|I am Asparagus|
My weekly edition of the Church Times offered me a useful perspective into the lives and future ministries of some younglings who are called by God, apparently, to walk beneath the banner "Pioneer Minister". To my eyes they seem to be funky young people all of whom are younger than me (if such a thing were possible). I wish them every success in their training and in their ministries, and I thank the Lord for their calling as I do for my own.
This is not to say that I came away from that time spend reading without a mite of a niggle in my stone-cold heart. No, dear readers, I had developed something of a low-level temper, a Grade 2 Tantrum (and not one granted by the snarling faces of the ladies on the front cover - and my weren't they snarling).
It's all to do with Fresh Expressions, an initiative of Mother Church to buy up small shops and sell coffee for God. Don't misunderstand me, I laud the whole idea of 'fresh expressions of Church', even if I can't say it without need of a tissue. It speaks of a real need to re-think what we are and what we do in the light of the cultural changes that ebb and flow. Really, it is a good thing (even though I know you think I am being sarcastic, which I am not).
Well the article in the Church Times, under the Big Blue Banner of 'How to Blaze a Trail', tells the story of some nice people becoming equipped for this work of Pioneering Ministry. The thing is, it makes two statements either deliberately or not, without stating either:
1. Given that the entire country exists within a parish boundary of some sort, it speaks badly of many church communities who have foundered for economic reasons among other temporal ones. These pioneer ministers will be working in someone's parish - this invites a wealth of commentary and discussion, and quite possibly judgement - which I will avoid here.

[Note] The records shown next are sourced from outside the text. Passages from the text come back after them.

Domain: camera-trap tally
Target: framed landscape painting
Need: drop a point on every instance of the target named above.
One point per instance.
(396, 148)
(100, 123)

2. That only pioneer ministers have the gift of pioneering ministry. If a pioneer minister is called to exercise a ministry in a new context, with those yet to be exposed to the Gospel (anyone says "un-churched" and I will geld you), what about those who already do? I minister in new contexts and with such people every day of my working life without exception. Yet I am not billed a pioneer minister, just Vicar.
Summed up, my view is that many (if not all) parish clergy are pioneer ministers by very definition. What we do daily is pioneer ministry - just within existing frameworks - as well as tending Christ's existing and much loved flock. I don't have this badge. I don't work out of a coffee shop. What I do every day is proclaim the Good News of Christ to my parish, walking with them afresh daily.
I am a pioneer minister. I blaze a trail. My expression of church is fresh.